Volcano Watch — Current eruption continuing at low levels

Release Date:

We will cover activity during the last two weeks, since we missed our deadline last week. The episode 51 vents on the west flank of Pu`u `O`o, which began erupting on Wednesday, June 10, shut down on June 16. The vents were then inactive until Sunday, June 21, and have continued to be active through June 26.
 

Current eruption continuing at low levels...

Current eruption continuing at low levels

(Public domain.)

We will cover activity during the last two weeks, since we missed our deadline last week. The episode 51 vents on the west flank of Pu`u `O`o, which began erupting on Wednesday, June 10, shut down on June 16. The vents were then inactive until Sunday, June 21, and have continued to be active through June 26.

The eruptive period from June 10 to June 16 was characterized by rather low volume activity. For example, the perched lava pond surmounting the episode 51 lava shield took several days to fill, and nearly all the lava flowed through the pond and down a tube toward the south. A small spatter cone, called a hornito, formed above a weak point in another tube leading out of the pond, but was located on the north flank of the episode 51 shield. This hornito was the source of a small `a`a flow by June 13. On June 16, the eruption shut down, the pond drained, and the flows stopped advancing within a few hours.
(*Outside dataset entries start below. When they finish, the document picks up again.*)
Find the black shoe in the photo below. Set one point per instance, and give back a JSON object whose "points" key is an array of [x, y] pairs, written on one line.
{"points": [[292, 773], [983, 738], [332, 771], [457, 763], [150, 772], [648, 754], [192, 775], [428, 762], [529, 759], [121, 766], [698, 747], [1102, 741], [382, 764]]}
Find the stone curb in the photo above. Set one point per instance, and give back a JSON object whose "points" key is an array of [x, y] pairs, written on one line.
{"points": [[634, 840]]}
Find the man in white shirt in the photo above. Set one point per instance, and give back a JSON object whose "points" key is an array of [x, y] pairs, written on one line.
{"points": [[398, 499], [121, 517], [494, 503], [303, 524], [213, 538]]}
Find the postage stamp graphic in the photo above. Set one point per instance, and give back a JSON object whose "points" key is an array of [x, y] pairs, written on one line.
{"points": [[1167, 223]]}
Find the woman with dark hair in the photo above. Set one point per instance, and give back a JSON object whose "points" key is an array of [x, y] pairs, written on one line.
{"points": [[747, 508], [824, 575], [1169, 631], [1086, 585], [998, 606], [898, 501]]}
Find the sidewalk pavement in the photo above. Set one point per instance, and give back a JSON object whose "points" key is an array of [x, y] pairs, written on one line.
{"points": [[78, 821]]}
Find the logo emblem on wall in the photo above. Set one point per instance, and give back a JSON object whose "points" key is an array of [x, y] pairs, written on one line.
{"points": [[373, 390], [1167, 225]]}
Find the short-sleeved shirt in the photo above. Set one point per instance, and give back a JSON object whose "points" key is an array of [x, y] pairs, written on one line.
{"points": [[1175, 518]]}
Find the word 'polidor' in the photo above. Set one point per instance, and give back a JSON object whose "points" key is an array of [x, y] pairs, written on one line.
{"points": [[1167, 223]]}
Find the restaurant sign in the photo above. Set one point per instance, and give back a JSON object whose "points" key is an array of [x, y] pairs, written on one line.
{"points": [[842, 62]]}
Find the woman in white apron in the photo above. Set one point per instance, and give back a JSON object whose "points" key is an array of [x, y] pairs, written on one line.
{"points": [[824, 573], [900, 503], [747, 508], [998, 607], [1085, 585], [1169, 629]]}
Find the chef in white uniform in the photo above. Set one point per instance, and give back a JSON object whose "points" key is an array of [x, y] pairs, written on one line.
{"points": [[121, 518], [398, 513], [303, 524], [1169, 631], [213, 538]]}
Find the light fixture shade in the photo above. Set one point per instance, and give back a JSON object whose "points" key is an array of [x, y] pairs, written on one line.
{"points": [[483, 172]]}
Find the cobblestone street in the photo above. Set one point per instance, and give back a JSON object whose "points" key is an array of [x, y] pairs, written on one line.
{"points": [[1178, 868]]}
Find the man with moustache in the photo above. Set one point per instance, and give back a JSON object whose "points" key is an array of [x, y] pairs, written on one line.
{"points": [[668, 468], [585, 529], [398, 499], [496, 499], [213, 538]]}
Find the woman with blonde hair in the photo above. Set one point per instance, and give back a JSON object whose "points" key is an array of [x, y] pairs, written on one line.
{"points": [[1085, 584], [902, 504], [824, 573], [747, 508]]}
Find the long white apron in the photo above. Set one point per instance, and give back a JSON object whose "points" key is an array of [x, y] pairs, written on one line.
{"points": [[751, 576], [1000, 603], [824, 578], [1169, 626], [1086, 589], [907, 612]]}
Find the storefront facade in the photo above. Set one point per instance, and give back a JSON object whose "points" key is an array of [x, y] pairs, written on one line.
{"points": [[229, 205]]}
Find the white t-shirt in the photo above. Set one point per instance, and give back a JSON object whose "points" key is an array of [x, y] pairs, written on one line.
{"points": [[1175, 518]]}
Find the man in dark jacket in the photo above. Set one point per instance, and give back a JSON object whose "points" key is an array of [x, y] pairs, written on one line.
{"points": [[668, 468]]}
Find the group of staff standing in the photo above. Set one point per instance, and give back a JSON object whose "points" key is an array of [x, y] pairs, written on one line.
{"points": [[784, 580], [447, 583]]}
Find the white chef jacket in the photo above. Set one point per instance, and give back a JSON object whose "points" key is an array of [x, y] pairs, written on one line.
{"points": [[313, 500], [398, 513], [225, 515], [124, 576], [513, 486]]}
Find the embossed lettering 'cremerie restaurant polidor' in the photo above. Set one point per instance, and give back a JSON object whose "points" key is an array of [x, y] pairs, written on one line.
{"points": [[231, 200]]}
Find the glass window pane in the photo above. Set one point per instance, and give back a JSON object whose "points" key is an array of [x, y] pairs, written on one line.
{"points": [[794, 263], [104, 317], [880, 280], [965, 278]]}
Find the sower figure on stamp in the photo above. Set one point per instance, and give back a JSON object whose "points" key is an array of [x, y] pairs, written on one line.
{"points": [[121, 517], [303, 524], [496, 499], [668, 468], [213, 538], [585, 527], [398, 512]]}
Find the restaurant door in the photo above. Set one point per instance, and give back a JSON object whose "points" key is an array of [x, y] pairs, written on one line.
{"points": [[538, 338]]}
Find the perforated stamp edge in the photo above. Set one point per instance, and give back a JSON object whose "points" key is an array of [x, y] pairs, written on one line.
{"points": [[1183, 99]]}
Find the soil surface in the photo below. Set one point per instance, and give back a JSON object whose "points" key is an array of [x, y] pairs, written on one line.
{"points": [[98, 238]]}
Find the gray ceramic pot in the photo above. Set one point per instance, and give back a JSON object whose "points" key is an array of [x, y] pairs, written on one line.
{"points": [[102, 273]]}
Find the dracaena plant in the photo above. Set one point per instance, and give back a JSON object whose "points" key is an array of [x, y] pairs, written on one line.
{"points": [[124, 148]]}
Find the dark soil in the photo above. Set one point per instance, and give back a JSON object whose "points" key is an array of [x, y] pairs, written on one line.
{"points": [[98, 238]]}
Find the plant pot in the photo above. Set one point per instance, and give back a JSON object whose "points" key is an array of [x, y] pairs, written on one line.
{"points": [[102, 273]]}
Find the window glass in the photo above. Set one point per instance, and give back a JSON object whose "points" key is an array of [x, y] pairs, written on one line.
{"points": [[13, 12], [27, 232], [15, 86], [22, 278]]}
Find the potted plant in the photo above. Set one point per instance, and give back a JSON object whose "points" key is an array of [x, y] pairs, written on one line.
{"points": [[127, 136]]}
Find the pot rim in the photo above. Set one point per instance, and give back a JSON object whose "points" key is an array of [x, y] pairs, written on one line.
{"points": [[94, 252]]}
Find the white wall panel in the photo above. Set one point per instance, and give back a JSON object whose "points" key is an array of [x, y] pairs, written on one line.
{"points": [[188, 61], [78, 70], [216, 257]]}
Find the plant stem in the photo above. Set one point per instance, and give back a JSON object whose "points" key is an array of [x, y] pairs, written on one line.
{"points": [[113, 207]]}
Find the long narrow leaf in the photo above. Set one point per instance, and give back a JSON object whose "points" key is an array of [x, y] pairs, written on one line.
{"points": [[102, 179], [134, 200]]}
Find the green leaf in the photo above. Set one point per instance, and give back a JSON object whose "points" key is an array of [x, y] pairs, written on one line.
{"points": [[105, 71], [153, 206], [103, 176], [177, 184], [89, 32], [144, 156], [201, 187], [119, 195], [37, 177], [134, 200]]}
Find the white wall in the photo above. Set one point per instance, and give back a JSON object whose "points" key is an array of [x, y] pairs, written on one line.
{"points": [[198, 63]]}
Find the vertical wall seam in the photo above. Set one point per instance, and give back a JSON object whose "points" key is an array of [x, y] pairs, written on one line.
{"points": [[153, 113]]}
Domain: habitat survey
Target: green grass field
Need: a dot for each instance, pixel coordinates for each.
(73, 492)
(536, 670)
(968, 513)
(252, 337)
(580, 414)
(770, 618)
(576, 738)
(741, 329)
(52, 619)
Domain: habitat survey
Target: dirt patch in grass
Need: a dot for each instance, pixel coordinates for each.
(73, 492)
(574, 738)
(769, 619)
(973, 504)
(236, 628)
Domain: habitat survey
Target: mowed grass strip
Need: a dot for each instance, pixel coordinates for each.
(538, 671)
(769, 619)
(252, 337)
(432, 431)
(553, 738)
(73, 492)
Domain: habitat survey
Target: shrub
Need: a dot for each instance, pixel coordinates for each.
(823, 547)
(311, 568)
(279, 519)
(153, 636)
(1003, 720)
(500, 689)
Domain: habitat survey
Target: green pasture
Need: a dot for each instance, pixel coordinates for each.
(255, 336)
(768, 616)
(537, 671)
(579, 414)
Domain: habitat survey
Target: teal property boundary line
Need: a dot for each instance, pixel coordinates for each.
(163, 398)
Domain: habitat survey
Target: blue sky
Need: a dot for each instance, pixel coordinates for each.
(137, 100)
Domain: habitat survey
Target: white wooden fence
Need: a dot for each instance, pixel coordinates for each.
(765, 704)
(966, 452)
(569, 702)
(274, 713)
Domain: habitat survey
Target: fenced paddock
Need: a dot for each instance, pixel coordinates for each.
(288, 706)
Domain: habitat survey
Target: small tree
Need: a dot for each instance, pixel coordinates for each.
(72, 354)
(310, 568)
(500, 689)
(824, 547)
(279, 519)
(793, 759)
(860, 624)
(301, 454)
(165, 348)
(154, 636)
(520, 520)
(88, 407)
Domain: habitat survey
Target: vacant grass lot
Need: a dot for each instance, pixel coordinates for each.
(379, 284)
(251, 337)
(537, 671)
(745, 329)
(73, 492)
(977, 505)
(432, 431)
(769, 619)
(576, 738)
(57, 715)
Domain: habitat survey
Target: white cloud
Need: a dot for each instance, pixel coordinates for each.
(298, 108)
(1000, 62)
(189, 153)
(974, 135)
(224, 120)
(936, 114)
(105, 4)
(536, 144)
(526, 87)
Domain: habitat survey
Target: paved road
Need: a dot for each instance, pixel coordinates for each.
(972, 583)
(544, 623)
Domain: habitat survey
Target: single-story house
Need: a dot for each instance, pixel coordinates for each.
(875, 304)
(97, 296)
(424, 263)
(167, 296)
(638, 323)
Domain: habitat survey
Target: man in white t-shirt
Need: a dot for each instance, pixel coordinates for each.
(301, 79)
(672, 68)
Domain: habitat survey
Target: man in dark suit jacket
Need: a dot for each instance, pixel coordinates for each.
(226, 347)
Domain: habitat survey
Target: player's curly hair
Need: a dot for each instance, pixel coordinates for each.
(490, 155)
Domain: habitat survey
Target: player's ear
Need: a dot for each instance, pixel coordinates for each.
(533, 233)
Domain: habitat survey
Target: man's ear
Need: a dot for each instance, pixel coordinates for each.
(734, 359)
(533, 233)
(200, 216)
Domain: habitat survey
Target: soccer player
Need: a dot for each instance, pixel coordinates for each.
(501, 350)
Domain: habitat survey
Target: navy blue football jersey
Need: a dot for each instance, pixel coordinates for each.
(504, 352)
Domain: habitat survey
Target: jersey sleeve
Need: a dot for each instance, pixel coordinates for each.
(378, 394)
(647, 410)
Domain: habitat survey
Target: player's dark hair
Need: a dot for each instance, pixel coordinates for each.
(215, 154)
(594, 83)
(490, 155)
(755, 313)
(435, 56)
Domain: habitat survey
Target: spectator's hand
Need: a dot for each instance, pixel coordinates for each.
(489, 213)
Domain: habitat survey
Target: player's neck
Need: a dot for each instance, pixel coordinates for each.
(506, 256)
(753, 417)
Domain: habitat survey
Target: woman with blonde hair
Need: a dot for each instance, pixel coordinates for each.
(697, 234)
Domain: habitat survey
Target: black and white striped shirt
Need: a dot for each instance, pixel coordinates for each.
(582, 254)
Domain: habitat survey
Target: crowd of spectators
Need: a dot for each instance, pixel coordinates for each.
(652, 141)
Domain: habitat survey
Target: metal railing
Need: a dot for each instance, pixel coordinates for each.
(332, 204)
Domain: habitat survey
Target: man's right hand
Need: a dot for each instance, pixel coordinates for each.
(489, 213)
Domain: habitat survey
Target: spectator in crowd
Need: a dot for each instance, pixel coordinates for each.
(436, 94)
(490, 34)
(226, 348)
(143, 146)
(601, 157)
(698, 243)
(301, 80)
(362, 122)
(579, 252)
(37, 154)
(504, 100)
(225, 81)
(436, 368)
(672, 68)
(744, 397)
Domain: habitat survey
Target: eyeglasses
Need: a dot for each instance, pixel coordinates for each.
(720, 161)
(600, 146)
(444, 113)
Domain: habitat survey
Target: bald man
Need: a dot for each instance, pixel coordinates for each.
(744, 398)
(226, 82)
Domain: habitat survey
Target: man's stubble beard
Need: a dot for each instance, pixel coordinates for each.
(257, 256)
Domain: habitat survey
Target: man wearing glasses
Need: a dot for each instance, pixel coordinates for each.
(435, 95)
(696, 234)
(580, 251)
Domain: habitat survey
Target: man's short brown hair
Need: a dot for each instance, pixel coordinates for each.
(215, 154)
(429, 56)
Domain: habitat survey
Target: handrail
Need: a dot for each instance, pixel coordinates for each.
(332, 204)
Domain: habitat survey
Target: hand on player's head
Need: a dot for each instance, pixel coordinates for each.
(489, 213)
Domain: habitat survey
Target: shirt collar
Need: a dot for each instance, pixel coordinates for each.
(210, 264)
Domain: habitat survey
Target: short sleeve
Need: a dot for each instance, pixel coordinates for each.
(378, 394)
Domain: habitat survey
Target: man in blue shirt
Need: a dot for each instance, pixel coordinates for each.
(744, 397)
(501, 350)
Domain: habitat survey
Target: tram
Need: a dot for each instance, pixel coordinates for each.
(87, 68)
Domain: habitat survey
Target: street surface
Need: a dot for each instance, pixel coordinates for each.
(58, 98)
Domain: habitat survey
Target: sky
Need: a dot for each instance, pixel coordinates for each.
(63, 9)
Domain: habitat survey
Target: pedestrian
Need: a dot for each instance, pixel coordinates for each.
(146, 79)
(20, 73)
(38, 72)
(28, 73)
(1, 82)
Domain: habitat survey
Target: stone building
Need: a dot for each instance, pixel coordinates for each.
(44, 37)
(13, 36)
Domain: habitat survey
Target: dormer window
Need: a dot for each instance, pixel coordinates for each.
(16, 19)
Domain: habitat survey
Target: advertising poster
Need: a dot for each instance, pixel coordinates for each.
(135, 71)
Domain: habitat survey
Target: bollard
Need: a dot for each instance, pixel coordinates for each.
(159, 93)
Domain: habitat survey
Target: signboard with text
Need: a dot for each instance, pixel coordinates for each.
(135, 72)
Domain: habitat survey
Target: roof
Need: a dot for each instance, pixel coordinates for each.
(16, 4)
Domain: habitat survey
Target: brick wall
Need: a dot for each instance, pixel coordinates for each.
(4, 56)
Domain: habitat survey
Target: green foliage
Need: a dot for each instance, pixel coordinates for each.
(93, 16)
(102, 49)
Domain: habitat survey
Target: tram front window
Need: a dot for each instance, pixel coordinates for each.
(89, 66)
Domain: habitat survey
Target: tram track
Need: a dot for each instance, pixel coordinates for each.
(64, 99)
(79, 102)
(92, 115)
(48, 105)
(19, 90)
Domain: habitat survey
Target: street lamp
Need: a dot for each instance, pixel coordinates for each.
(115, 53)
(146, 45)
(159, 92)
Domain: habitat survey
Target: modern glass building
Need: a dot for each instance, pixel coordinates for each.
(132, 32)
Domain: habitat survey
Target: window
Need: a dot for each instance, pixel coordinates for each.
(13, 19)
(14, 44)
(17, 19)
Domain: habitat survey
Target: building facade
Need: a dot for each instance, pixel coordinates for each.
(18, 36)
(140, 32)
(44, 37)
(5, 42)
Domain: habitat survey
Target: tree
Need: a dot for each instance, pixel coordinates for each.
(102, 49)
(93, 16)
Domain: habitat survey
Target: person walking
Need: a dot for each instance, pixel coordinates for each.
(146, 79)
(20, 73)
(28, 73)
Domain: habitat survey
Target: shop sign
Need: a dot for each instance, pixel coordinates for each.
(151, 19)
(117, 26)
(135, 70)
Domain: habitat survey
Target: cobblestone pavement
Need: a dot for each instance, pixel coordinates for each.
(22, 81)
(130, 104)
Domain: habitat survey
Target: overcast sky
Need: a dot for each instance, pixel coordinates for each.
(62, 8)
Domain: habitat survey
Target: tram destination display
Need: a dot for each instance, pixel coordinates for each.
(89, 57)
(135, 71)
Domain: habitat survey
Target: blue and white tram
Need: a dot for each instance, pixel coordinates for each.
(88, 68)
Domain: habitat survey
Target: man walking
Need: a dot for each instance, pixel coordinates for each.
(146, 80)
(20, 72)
The eruption restarted on the morning of June 21 and was much more vigorous than during the previous eruptive period. Within a few hours, the pond was overflowing, and large flows were advancing towards the north, west, and south of the vent area. As of Friday morning, the eruption is still continuing. The summit has deflated slowly but continuously throughout this eruptive period as more lava is erupting than is being resupplied to the summit from below. The rate of summit deflation had slowed by Friday morning, which may indicate that this eruptive period is nearly over.

The lava lake inside Pu`u `O`o was nearly level with the crater flow, at a depth of about 150 feet below the lowest rim of the cone, when lava began erupting from the episode 51 vent on June 10. By the following day, the lava lake level had dropped by about 30 feet. After the eruption stopped on June 16, the pond surface slowly rose to within about 6 feet of the crater floor by June 19. On June 20, commercial helicopter pilots reported to us that the lake was actively overturning and had covered much of the floor of the crater. A small spatter cone on the floor of the crater adjacent to the lava lake was actively spattering lava as high as 30 feet above the crater floor. Within a few hours of the start of the episode 51 vents, the lake surface had lowered to about 165 feet below the rim of Pu`u `O`o.

There were several interesting earthquakes during this two-week period. On June 13 at 8:31 a.m., a magnitude 3.5 earthquake occurred about 19 miles below Mauna Kea Volcano. This type of earthquake is caused by bending of the crust below the island in response to the weight of the volcanoes. Between 6:37 p.m. on June 17 and 7:48 a.m. on June 18, a swarm of earthquakes occurred beneath Lo`ihi Seamount. Fourteen had magnitude between 1.0 and 2.0, but none was larger. They ranged from about six to 16 miles deep. This was the first significant earthquake activity beneath Lo`ihi since a much larger, and more intense, swarm occurred last December 19 to 23. The December swarm included more than 400 events, compared to only 61 counted events in this swarm. The recurring earthquake activity beneath Lo`ihi Seamount is a reminder that it is an active Hawaiian volcano, albeit less familiar than the others because it is completely submerged. It is uncertain whether these earthquake swarms indicate eruptions on Lo`ihi, or merely occur in response to magmamovement within and beneath the volcano.